Canary Loops

02-03-26

A loop that runs and does nothing looks identical to a loop that is dead. That single fact is the entire argument for canaries.

The simplest version of the idea was almost a joke: start a loop that runs every minute and says hi. No business logic, no state to check, nothing to fix. Its only job is to fire on schedule and produce a visible reply. If the reply shows up on time, the scheduler underneath every other loop is honest.
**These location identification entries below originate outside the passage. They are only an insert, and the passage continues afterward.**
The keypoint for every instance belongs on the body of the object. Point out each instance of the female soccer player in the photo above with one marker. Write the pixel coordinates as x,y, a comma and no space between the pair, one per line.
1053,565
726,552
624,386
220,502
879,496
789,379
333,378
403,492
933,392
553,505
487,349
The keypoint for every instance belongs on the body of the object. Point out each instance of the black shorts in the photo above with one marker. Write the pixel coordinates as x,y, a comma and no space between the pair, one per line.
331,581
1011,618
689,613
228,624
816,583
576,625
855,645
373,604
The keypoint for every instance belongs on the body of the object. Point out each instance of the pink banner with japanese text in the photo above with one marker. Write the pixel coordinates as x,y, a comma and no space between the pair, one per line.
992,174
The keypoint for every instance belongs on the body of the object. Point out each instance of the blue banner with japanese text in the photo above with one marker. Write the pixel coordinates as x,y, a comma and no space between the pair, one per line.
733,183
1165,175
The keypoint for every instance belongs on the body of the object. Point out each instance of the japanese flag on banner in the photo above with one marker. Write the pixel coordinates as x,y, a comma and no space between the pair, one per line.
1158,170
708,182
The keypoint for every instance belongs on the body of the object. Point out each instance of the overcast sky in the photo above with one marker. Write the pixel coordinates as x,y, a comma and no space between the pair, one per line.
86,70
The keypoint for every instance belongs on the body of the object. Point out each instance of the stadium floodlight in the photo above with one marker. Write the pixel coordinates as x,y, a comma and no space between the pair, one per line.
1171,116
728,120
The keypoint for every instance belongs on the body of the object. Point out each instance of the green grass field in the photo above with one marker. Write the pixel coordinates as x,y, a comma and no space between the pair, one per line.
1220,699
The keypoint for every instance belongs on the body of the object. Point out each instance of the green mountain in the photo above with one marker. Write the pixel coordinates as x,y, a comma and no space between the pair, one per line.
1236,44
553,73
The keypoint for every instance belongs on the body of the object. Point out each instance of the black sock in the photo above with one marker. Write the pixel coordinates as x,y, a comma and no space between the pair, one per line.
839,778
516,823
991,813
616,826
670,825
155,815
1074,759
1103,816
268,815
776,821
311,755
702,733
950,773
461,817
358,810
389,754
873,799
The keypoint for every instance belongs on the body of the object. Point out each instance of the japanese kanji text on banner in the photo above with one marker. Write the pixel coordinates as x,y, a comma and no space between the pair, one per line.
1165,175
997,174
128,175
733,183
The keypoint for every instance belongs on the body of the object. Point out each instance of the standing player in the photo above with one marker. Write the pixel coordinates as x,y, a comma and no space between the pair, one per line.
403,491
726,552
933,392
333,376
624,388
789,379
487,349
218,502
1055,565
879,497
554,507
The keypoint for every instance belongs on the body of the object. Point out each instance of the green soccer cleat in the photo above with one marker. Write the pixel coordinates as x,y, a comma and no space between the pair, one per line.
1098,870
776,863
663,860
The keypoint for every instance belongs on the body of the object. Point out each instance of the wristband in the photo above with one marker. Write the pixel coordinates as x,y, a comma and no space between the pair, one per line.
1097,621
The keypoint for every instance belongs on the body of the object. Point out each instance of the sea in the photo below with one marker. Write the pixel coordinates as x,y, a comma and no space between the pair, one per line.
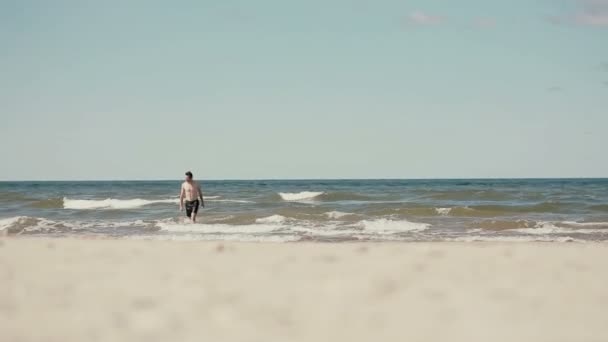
548,210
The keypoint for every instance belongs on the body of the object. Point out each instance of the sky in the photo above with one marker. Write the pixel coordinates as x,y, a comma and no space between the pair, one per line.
95,90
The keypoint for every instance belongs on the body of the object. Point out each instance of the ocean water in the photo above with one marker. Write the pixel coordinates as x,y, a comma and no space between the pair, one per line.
558,210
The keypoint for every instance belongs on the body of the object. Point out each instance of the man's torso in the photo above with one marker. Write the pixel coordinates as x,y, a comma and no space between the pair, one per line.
190,191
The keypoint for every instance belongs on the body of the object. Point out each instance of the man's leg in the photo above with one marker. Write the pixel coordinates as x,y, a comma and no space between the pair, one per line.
195,210
188,209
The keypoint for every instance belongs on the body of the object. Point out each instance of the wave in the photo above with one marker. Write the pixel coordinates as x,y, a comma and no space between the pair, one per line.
111,203
221,237
226,200
299,196
541,227
26,224
217,228
335,215
469,195
392,226
485,238
272,219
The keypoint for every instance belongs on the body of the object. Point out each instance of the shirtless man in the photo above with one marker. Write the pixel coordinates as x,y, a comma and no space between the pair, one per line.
191,191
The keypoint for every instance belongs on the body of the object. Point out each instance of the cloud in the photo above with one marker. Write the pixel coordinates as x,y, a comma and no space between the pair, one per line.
485,22
424,19
593,13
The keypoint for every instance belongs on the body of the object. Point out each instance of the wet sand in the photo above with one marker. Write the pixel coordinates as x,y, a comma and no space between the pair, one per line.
127,290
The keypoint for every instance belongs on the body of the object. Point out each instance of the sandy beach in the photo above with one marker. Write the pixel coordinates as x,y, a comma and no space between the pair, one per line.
127,290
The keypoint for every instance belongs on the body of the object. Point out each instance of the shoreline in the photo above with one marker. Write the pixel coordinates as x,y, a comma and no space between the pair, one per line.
75,289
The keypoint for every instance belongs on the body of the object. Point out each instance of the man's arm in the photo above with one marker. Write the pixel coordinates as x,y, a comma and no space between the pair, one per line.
181,199
200,194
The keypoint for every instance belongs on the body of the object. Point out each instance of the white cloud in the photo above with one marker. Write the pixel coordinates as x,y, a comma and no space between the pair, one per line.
421,18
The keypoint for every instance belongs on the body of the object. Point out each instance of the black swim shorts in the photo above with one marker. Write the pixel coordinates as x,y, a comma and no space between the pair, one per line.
191,206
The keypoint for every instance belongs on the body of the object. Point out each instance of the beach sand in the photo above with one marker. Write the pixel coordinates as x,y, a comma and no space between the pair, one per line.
127,290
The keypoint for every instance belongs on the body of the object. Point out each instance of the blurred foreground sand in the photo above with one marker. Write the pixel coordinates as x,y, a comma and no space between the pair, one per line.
121,290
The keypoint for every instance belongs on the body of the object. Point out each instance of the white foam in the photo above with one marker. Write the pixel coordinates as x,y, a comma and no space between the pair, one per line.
299,196
479,238
227,200
337,214
585,224
392,226
443,211
217,228
326,231
545,228
111,203
24,224
220,237
272,219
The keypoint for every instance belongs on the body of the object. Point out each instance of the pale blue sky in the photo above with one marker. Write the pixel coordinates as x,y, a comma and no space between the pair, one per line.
306,89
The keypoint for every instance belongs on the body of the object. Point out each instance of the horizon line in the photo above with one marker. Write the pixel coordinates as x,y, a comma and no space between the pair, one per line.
303,179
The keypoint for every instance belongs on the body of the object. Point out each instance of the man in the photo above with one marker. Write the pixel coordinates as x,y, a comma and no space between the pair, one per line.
191,191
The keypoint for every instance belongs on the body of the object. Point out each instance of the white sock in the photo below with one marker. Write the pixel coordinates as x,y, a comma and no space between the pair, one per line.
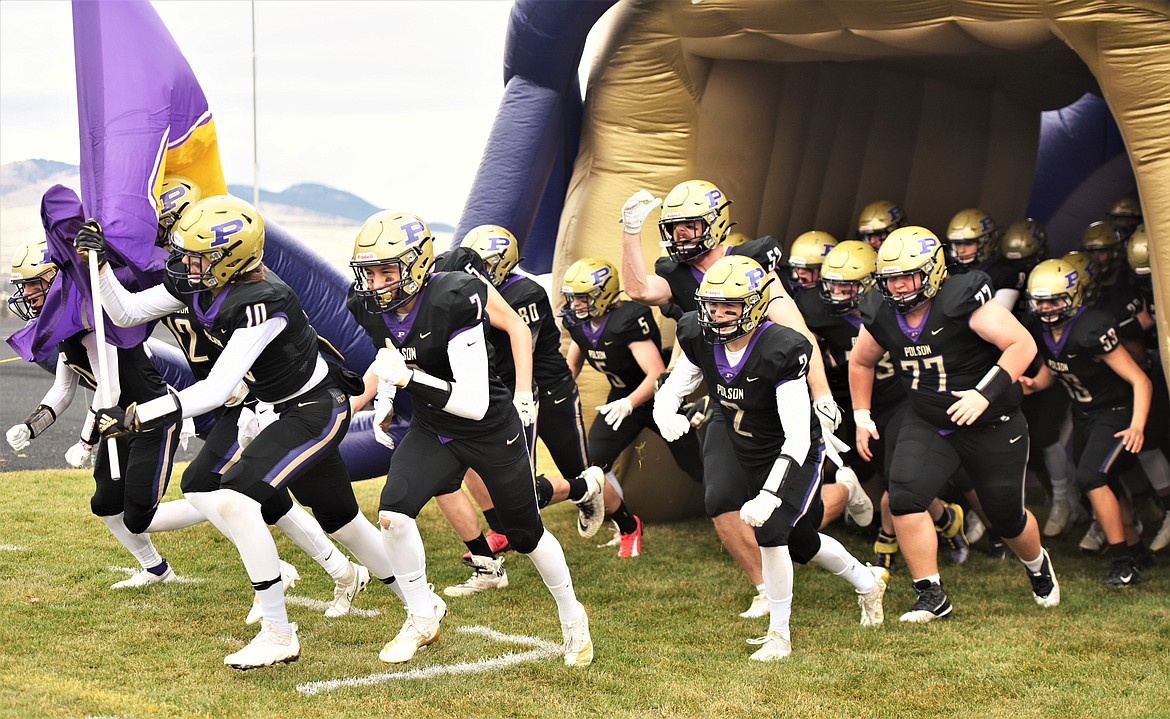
174,514
1157,469
205,502
838,560
257,551
549,559
139,545
407,561
777,565
1055,461
364,541
303,530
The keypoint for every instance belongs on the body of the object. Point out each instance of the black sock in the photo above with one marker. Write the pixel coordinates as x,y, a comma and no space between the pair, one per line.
625,519
493,522
479,546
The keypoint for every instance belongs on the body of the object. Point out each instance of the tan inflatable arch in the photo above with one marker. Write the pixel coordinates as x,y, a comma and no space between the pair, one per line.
805,110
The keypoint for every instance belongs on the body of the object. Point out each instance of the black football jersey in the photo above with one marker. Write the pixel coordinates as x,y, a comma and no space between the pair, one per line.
747,394
606,348
685,280
288,361
137,375
531,303
838,334
1075,359
942,354
448,304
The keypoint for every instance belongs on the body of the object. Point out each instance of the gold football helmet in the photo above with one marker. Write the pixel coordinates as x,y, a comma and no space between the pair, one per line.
694,201
1055,291
593,282
878,220
807,253
733,280
224,235
398,241
969,226
910,251
499,249
178,193
32,271
846,274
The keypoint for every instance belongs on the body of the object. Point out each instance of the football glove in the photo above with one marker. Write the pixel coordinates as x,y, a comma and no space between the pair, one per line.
635,211
756,511
616,412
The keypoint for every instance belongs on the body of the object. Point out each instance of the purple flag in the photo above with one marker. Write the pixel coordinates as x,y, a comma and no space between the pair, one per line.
68,308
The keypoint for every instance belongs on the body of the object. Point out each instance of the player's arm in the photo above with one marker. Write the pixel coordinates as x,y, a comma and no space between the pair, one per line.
997,325
862,363
1123,365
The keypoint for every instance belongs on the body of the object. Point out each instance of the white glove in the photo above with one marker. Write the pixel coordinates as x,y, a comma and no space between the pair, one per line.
672,424
390,365
19,436
525,407
827,413
755,512
238,395
383,413
637,208
247,427
617,410
77,456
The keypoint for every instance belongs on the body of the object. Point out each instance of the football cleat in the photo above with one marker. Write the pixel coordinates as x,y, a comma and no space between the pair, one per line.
1045,587
772,648
268,648
591,507
632,543
415,634
933,603
345,592
578,644
487,573
872,613
758,607
289,578
145,578
859,506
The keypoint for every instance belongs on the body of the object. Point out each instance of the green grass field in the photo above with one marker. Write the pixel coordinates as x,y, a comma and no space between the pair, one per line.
668,641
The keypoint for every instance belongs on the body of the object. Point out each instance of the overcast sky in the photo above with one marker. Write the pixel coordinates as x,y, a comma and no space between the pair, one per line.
390,101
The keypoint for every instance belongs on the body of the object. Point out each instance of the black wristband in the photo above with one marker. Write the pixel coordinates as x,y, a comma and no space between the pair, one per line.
996,382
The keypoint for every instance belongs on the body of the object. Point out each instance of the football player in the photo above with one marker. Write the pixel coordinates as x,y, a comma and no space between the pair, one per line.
431,334
755,372
620,340
694,225
131,506
1110,396
217,274
958,355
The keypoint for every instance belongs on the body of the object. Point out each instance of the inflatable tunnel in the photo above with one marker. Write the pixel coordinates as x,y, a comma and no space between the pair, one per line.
803,111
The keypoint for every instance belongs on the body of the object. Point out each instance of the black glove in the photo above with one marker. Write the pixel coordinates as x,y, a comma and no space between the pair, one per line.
90,239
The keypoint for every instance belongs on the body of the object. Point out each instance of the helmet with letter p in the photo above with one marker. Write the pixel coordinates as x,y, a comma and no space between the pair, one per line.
398,243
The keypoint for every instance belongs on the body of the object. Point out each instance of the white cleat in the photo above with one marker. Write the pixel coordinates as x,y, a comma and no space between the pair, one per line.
772,648
578,644
871,602
289,578
859,505
487,573
758,607
268,648
345,592
415,634
591,507
145,579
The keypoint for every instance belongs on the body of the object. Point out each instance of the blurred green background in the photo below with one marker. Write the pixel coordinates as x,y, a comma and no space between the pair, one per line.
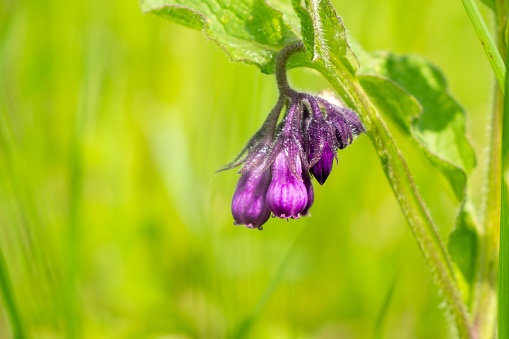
114,225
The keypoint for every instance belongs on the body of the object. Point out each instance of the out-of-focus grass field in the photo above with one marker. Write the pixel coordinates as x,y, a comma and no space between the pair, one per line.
114,225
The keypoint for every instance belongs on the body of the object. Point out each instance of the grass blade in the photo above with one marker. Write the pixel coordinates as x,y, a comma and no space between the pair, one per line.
503,287
9,300
487,41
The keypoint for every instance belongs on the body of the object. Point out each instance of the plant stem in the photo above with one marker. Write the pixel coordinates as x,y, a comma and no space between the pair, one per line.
484,308
487,42
414,209
398,173
8,297
503,282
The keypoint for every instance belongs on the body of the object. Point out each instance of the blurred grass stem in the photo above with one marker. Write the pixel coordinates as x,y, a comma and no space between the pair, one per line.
484,307
403,185
9,301
487,41
503,290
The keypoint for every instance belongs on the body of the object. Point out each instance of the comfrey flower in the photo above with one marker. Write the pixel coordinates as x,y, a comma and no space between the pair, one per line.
280,159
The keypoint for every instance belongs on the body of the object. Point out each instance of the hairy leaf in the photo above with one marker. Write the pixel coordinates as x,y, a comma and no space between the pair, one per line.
324,35
414,95
249,31
490,4
439,128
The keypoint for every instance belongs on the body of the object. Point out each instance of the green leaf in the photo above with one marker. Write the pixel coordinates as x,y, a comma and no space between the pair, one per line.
463,242
439,129
490,4
249,31
414,95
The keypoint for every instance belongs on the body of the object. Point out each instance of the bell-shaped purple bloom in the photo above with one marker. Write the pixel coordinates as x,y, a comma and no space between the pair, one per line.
248,204
323,167
311,193
287,196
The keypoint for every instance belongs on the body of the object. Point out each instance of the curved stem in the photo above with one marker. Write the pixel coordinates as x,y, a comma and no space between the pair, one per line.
282,58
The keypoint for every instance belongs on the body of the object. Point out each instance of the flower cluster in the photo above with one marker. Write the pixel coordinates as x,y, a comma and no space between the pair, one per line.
280,159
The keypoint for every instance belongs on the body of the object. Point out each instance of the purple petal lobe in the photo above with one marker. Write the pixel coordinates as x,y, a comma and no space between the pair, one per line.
311,193
287,195
323,167
248,204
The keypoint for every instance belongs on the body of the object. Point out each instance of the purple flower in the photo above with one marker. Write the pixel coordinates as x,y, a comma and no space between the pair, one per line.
323,166
248,204
287,196
279,159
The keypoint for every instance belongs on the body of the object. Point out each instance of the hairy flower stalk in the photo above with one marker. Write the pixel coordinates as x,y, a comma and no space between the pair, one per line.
280,159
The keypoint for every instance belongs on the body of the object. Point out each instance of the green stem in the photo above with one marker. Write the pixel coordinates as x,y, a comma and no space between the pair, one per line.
9,302
484,308
416,213
487,42
503,289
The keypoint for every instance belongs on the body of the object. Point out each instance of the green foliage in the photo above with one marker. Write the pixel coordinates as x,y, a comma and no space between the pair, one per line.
490,4
413,93
503,279
112,223
248,31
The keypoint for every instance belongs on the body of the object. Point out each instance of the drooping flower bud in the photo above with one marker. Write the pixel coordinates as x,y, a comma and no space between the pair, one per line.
249,206
311,194
323,167
287,196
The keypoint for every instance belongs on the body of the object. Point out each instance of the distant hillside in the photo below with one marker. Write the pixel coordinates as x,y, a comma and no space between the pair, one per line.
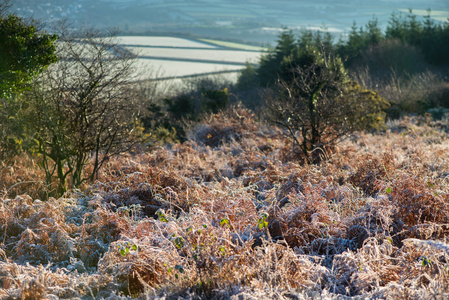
255,21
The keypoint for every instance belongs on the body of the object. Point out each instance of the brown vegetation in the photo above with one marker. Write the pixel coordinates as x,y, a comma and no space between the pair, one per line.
237,217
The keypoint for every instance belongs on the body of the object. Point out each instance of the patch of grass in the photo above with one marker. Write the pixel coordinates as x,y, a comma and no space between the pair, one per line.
233,45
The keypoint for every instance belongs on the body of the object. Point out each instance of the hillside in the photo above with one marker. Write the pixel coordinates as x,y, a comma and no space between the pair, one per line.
230,213
252,21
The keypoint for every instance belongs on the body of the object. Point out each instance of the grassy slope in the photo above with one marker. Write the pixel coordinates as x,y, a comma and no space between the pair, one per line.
371,220
233,45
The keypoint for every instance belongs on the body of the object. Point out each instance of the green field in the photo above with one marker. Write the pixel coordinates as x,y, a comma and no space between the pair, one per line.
233,45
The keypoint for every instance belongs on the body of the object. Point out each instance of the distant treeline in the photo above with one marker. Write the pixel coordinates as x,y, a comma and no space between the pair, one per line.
430,37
If it does not, nothing above it can be trusted, no matter how sophisticated the loop's actual work is supposed to be.

That instinct got formalized inside the loop scheduler itself, where the regression tests use the cheapest possible verification primitive available: schedule a prompt that says reply exactly LOOP_SMOKE_0150 when this scheduled loop fires, then check the transcript for that exact string. Not a summary of what happened. Not a status that could be technically true while quietly meaning nothing happened at all. One literal string, matched exactly, or the test fails. Someone once asked, flatly, so what's a canary — the honest answer is this: it is the cheapest loop you can write, built only to prove the thing underneath it is still telling the truth. Cheapest is not a throwaway word here. A canary that costs nearly as much to run as the system it is checking is not a safeguard, it is a second unreliable thing to worry about. Reply with a fixed string on a fixed schedule costs almost nothing and can only fail one way — late or missing — which is exactly the property you want from the one component you are trusting to tell you when everything else has stopped telling the truth.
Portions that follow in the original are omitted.